Despite the wide array of areas of the public sector in which AI has potential transformative effects, research on AI and government is still scarce, and assumptions on the impacts of AI in government are still far from conclusive. On the one hand, AI applications are seen as increasing efficiency and effectiveness by automating cognitive labour, freeing up high-value work, providing predictive capabilities for decision-making, and improving services to citizen queries (Eggers et al., 2017). On the other hand, the introduction of AI is accompanied by fears related to the destruction of jobs caused by automation (McClure, 2018), the infringements of privacy caused by digital surveillance (The Economist, 2016), and the reinforcement of biases in policy-making caused by algorithmic governance (Janssen & Kuk, 2016). Few existing empirical accounts have started to provide a general mapping of challenges of adopting AI in the public sector (Sun & Medaglia, 2018).
This Special Issue of the Social Science Computer Review calls for research that can unbox the potentials, challenges, impacts, and theoretical implications of AI in government. We welcome research from different social science perspectives, including Public Administration, Information Systems, Sociology, Information Science, and Management, that can combine relevant research foci, with rigorous methodological approaches. Interdisciplinary submissions and submission with novel theoretical implications are also encouraged.
The Special Issue will apply a two-step reviewing process.
Extended abstracts and completed papers are to be submitted to Ms. Iseul Choi at firstname.lastname@example.org.
Completed papers may not exceed 10000 words (excluding references and appendices). Both extended abstracts and completed paper manuscripts must be submitted as a Word document, double-spaced, non-justified, in 12-point font. Tables and figures should be numbered and embedded in the text body. The reference style to be followed is the APA 6th edition.

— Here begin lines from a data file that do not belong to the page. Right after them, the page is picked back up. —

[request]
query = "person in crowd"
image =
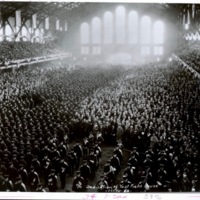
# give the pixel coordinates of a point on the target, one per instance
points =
(78, 184)
(52, 181)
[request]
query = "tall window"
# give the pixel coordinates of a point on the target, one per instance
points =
(120, 25)
(108, 27)
(85, 33)
(96, 30)
(1, 33)
(132, 27)
(8, 32)
(158, 32)
(145, 28)
(24, 31)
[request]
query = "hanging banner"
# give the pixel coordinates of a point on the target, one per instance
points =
(184, 18)
(34, 21)
(18, 18)
(47, 23)
(66, 26)
(57, 24)
(193, 11)
(188, 17)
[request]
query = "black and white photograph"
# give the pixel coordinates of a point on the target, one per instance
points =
(99, 98)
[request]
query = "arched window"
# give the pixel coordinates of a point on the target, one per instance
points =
(108, 27)
(24, 31)
(85, 33)
(96, 30)
(120, 28)
(145, 30)
(133, 27)
(8, 30)
(158, 32)
(37, 32)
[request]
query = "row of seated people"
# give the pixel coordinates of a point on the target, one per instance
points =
(146, 100)
(191, 57)
(10, 51)
(37, 121)
(153, 108)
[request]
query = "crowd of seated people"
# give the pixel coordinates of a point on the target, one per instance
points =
(154, 109)
(20, 50)
(36, 126)
(190, 56)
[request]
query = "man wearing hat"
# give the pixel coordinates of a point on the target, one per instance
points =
(130, 172)
(78, 183)
(110, 172)
(115, 162)
(92, 161)
(19, 186)
(33, 179)
(125, 184)
(102, 184)
(72, 161)
(52, 181)
(63, 171)
(79, 153)
(85, 171)
(7, 184)
(2, 179)
(40, 188)
(85, 146)
(12, 171)
(23, 173)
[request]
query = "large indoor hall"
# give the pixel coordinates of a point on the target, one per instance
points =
(99, 97)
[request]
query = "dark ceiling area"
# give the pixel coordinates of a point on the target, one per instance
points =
(77, 10)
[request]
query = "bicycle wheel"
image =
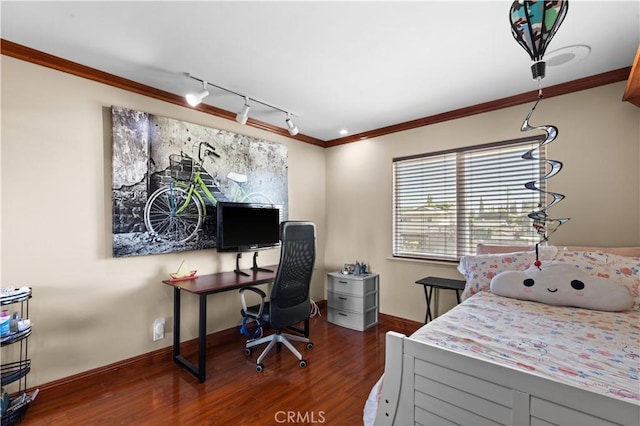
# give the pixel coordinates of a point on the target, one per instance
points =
(256, 197)
(162, 220)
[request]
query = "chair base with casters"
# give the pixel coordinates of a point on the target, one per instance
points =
(277, 338)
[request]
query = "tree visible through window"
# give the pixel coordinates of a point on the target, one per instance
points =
(447, 203)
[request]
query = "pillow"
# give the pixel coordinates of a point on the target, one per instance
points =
(621, 251)
(478, 270)
(562, 284)
(496, 248)
(622, 269)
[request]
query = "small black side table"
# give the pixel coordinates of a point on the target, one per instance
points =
(438, 284)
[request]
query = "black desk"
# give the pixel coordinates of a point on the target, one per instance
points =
(439, 284)
(203, 286)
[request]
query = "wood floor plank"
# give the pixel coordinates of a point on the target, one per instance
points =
(342, 368)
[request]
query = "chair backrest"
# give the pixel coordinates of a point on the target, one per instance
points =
(290, 291)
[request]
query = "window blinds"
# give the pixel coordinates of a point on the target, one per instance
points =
(446, 203)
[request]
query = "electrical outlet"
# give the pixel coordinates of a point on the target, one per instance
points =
(158, 329)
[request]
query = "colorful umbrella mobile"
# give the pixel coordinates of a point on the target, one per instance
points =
(533, 25)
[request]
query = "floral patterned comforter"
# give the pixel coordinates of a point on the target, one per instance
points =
(594, 350)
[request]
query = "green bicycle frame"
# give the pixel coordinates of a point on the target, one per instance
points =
(191, 185)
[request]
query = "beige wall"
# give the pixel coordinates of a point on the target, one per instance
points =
(598, 141)
(90, 309)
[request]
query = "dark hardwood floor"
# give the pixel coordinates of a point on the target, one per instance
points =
(342, 367)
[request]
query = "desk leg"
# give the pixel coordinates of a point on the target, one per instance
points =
(197, 370)
(176, 322)
(202, 339)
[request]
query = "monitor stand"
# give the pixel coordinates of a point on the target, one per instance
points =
(255, 266)
(237, 270)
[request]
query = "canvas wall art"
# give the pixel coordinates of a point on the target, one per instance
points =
(168, 176)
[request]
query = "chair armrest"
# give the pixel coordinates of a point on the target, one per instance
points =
(243, 300)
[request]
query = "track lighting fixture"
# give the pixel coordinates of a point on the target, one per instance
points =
(293, 129)
(243, 115)
(194, 99)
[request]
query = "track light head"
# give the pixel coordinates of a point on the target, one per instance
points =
(194, 99)
(243, 115)
(293, 129)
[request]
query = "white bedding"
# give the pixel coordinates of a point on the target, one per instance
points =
(593, 350)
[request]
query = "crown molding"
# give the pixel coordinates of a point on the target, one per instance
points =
(27, 54)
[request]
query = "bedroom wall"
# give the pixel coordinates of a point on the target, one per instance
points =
(598, 142)
(90, 309)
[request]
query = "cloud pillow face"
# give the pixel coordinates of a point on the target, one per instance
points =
(563, 285)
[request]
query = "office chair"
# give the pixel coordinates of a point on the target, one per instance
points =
(289, 302)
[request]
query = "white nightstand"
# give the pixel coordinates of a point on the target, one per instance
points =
(352, 300)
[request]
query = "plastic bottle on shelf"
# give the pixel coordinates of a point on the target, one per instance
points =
(4, 323)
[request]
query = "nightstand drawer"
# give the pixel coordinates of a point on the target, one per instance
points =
(352, 320)
(358, 286)
(357, 304)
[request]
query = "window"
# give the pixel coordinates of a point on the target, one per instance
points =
(446, 203)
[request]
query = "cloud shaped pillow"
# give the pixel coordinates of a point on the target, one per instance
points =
(563, 285)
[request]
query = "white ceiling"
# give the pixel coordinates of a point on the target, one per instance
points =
(357, 65)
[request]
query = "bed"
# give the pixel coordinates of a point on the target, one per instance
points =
(499, 360)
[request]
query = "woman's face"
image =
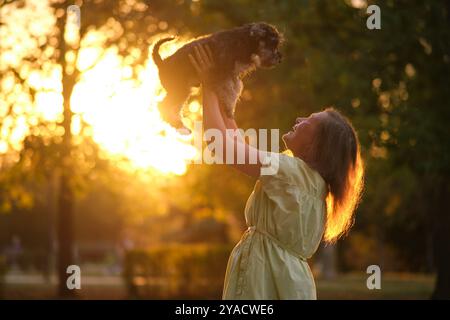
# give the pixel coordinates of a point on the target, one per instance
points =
(300, 137)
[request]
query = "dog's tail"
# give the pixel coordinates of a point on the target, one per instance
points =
(155, 54)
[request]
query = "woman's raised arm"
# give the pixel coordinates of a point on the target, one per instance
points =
(231, 149)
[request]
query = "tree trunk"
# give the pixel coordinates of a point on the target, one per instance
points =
(65, 222)
(441, 242)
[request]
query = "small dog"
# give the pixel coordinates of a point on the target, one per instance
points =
(236, 52)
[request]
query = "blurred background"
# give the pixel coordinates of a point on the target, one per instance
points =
(90, 174)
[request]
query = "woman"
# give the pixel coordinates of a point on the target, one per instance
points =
(312, 196)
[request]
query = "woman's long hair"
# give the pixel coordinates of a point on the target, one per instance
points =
(335, 154)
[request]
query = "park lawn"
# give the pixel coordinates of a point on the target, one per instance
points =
(393, 286)
(344, 287)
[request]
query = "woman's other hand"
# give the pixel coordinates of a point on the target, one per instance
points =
(203, 63)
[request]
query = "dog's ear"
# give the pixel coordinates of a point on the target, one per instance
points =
(257, 30)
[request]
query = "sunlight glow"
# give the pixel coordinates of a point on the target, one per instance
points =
(118, 104)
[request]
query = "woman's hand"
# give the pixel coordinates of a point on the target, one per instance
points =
(203, 63)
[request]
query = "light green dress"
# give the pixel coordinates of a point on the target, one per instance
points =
(285, 214)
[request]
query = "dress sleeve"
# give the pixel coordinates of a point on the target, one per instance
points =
(289, 179)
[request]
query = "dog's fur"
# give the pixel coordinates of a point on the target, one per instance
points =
(236, 53)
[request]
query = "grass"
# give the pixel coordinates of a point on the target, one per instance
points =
(348, 286)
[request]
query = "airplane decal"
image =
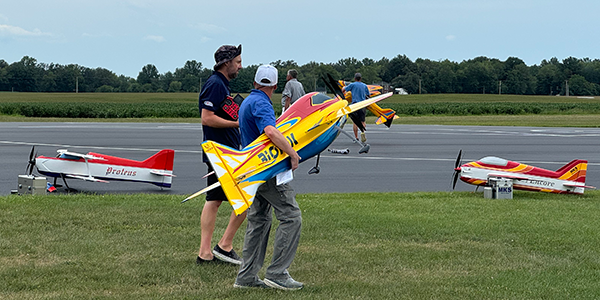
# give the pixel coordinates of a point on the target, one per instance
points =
(384, 115)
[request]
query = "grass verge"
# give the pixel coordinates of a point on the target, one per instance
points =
(365, 245)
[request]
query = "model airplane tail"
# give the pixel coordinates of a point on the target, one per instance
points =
(162, 160)
(574, 171)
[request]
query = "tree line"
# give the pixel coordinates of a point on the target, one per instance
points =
(574, 76)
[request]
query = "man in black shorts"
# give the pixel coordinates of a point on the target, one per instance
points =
(219, 124)
(360, 92)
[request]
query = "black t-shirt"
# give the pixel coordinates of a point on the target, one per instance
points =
(214, 92)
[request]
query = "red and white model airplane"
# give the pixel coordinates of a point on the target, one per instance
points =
(569, 179)
(157, 170)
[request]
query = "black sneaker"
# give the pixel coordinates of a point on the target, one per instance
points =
(201, 261)
(230, 257)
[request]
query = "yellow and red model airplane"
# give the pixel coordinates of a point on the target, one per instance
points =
(310, 126)
(569, 179)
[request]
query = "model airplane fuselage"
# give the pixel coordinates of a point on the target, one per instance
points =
(568, 179)
(310, 125)
(157, 170)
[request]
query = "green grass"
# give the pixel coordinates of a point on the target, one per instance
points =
(353, 246)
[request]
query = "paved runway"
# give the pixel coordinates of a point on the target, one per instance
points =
(404, 158)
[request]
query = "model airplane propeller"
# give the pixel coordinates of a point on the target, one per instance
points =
(569, 179)
(310, 125)
(95, 167)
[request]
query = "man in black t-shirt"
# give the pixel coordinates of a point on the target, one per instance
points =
(219, 123)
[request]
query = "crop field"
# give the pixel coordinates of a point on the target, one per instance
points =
(353, 246)
(185, 106)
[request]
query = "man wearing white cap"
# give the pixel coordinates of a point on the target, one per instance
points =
(256, 116)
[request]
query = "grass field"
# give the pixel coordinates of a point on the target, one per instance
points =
(353, 246)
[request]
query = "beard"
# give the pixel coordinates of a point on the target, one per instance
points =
(232, 71)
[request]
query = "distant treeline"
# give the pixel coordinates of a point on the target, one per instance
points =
(190, 110)
(579, 77)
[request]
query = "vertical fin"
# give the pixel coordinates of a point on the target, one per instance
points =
(226, 161)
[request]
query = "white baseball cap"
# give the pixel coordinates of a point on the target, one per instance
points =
(266, 75)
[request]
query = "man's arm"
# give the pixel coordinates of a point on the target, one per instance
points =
(282, 143)
(288, 101)
(209, 118)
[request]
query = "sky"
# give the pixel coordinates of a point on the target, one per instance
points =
(125, 35)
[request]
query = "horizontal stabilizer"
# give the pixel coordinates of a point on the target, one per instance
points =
(202, 191)
(86, 178)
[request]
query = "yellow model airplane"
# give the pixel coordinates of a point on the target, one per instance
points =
(310, 126)
(384, 115)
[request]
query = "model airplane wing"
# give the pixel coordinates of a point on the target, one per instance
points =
(575, 184)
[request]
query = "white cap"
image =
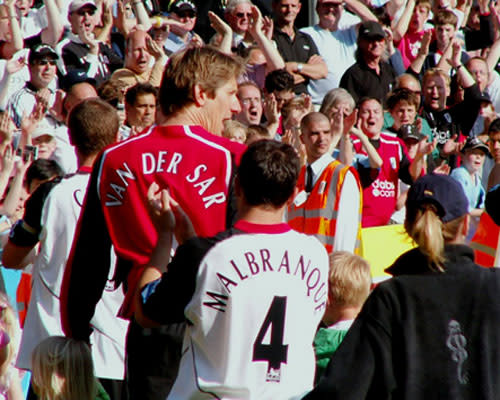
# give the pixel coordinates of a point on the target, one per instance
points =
(75, 5)
(43, 128)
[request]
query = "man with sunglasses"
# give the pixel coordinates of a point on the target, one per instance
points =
(297, 48)
(183, 11)
(238, 15)
(336, 45)
(80, 50)
(40, 88)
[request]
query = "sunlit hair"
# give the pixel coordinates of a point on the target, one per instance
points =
(231, 127)
(205, 66)
(425, 227)
(402, 95)
(431, 73)
(445, 17)
(232, 4)
(350, 279)
(62, 369)
(424, 3)
(334, 97)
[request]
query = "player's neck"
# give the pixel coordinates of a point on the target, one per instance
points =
(261, 214)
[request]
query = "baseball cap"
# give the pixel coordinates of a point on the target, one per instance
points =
(43, 128)
(73, 77)
(370, 30)
(441, 190)
(182, 5)
(410, 131)
(40, 51)
(475, 143)
(75, 5)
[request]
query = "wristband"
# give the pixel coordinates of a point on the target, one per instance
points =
(158, 22)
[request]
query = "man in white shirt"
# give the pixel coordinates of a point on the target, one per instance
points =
(328, 201)
(335, 45)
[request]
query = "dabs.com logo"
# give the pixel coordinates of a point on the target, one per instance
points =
(383, 188)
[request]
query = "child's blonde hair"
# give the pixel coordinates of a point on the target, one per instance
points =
(350, 279)
(62, 369)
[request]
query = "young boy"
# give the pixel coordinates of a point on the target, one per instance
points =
(349, 286)
(469, 176)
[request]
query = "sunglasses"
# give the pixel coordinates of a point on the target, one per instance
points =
(186, 14)
(45, 61)
(90, 12)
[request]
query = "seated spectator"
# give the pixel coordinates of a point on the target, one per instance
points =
(180, 36)
(256, 133)
(370, 76)
(298, 50)
(140, 107)
(381, 186)
(235, 131)
(336, 46)
(468, 175)
(450, 125)
(348, 287)
(81, 49)
(409, 29)
(250, 98)
(139, 50)
(43, 139)
(238, 14)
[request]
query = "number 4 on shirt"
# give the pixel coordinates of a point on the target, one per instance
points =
(275, 352)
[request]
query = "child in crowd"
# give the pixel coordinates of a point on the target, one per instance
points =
(10, 384)
(235, 131)
(469, 176)
(349, 286)
(63, 370)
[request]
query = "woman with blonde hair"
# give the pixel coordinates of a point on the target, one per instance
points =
(62, 369)
(430, 332)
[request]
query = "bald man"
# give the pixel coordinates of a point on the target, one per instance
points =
(328, 201)
(138, 52)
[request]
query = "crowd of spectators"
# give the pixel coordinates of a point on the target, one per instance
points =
(374, 96)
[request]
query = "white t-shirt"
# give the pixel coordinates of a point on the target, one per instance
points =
(337, 49)
(258, 300)
(59, 218)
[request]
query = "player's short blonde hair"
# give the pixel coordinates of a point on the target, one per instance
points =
(350, 279)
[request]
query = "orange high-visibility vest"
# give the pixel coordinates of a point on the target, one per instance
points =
(318, 214)
(23, 296)
(485, 241)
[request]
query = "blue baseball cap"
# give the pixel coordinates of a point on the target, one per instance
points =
(441, 190)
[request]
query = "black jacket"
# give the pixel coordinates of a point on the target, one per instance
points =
(423, 335)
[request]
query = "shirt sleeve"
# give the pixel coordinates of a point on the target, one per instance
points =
(346, 231)
(88, 265)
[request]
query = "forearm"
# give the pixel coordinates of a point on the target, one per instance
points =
(157, 71)
(55, 26)
(271, 53)
(15, 29)
(362, 11)
(141, 14)
(402, 25)
(314, 70)
(373, 156)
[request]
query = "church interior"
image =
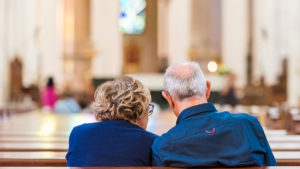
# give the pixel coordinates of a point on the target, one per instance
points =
(248, 49)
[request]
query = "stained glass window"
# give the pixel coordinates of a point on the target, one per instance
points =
(133, 16)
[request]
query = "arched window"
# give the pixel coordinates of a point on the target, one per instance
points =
(133, 16)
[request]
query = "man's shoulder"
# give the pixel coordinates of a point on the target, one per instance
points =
(244, 117)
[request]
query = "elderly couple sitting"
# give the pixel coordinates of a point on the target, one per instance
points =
(202, 137)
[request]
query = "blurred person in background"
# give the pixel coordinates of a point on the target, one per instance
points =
(67, 104)
(122, 107)
(229, 91)
(49, 96)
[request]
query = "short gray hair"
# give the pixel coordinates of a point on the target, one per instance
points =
(185, 83)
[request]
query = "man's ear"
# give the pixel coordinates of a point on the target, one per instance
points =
(168, 98)
(208, 87)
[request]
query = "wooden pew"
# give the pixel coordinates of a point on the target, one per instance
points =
(30, 159)
(33, 147)
(276, 167)
(33, 139)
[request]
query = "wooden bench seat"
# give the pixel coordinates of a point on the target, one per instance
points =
(32, 159)
(58, 158)
(30, 147)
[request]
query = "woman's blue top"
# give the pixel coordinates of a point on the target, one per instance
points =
(110, 143)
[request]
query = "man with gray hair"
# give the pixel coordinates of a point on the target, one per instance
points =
(204, 137)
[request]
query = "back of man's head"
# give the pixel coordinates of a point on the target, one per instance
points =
(184, 79)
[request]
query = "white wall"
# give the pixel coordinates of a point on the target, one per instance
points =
(179, 30)
(235, 37)
(107, 38)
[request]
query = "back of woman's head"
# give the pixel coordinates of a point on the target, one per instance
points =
(121, 99)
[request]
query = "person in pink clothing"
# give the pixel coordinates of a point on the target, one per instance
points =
(49, 96)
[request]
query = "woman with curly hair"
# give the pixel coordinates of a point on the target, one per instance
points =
(119, 138)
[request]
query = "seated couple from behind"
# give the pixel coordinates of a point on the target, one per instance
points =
(202, 136)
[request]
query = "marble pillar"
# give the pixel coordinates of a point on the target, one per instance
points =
(235, 41)
(107, 38)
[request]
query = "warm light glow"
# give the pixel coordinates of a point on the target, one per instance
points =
(48, 126)
(212, 66)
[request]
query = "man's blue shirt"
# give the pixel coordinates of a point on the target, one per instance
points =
(204, 137)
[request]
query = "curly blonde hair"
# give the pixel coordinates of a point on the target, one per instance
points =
(122, 99)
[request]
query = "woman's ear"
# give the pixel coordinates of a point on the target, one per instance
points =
(168, 98)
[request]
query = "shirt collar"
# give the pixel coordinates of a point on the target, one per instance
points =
(199, 109)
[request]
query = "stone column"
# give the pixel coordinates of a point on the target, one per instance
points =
(50, 39)
(294, 53)
(3, 54)
(107, 38)
(179, 30)
(235, 37)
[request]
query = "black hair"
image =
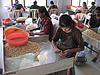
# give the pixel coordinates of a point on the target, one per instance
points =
(93, 3)
(84, 2)
(42, 9)
(35, 2)
(51, 2)
(66, 21)
(97, 9)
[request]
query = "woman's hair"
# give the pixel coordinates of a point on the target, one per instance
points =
(92, 3)
(85, 5)
(42, 9)
(66, 21)
(97, 9)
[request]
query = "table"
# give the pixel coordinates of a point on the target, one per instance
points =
(93, 39)
(54, 64)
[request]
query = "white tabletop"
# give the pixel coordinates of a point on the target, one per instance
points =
(1, 49)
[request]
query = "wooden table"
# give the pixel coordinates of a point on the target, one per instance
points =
(93, 39)
(52, 66)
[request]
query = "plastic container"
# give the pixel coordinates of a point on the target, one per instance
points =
(17, 39)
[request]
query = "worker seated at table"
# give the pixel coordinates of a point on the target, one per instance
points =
(34, 6)
(44, 24)
(95, 19)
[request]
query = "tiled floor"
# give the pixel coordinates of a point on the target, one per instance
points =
(90, 68)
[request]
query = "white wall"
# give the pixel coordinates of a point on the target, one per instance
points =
(61, 4)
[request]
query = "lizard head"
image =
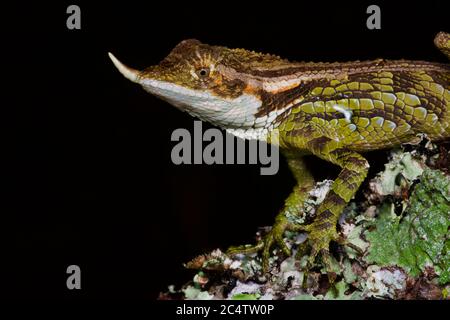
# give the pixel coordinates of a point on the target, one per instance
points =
(209, 82)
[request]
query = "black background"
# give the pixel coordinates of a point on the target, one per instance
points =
(91, 181)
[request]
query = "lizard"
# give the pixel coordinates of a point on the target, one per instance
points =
(334, 111)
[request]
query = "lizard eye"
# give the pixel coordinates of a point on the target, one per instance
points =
(203, 72)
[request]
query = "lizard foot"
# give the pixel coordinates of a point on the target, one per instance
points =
(273, 237)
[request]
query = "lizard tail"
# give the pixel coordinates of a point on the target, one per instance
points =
(442, 42)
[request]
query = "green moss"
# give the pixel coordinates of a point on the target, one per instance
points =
(419, 238)
(245, 296)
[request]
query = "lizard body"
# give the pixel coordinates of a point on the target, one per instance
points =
(335, 111)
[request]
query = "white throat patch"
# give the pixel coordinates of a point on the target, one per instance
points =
(236, 115)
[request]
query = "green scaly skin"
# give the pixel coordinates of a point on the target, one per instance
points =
(317, 136)
(335, 111)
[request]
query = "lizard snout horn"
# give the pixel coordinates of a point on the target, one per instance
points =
(129, 73)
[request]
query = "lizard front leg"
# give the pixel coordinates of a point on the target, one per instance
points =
(292, 206)
(354, 171)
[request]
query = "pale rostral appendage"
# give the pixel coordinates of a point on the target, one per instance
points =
(334, 111)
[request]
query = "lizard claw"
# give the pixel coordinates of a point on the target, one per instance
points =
(273, 237)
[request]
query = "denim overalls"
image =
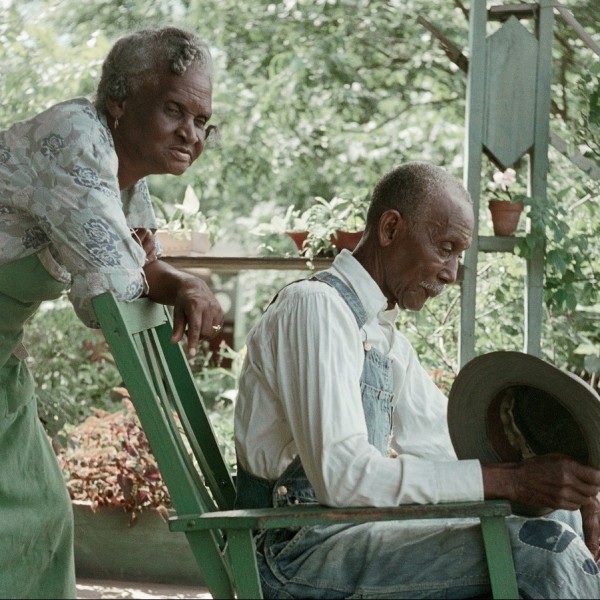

Submitted papers should not be under review for any other journal or conference, should be significantly different from previously published work (at least 60% unpublished material), and should present original contributions. Duplicate submissions will be rejected. In case the manuscripts are an extension of previously published work (e.g., conference article), the authors need to disclose all information about the previous work upon submission.
If you have questions or concerns, please contact the lead editor, Rony Medaglia, at email@example.com
Social Science Computer Review (SSCR) is an interdisciplinary journal covering social science instructional and research applications of computing, as well as societal impacts of information technology, and is in its 37th year of publication. In the most recent year for which data are available (2017), SSCR ranked 2/98 journals in its field (interdisciplinary social science); 20/105 in Computer Science, Interdisciplinary; and 14/88 in Information Science & Library Science. SSCR has an Impact Factor of 3.253.
Rony Medaglia is an Associate Professor at the Department of Digitalization of the Copenhagen Business School in Denmark, and the President of the Association for Information System (AIS) Special Interest Group on e-Government (SIGe-Gov). Rony’s research focuses on digitalization in the public sector, from the perspectives of public policy, digital service provision, and citizen engagement.
Theresa A. Pardo is a full research Professor in Public Administration and Policy at the Rockefeller College of Public Affairs and Policy, and the Director of CTG UAlbany, University at Albany, State University of New York (SUNY). She has published over 130 articles, research reports, practice guides, book chapters and case studies, and is ranked among the top five scholars in her field in terms of productivity and citations to her published work.
J. Ramon Gil-Garcia is an Associate Professor of Public Administration and Policy and the Research Director of CTG UAlbany, University at Albany, State University of New York (SUNY). In 2009, he was considered the most prolific author in the field of digital government research worldwide and some of his publications are among the most cited in the field. His research interests include collaborative electronic government, inter-organizational information integration, smart cities and smart governments, adoption and implementation of emergent technologies, digital divide policies, and multi-method research approaches.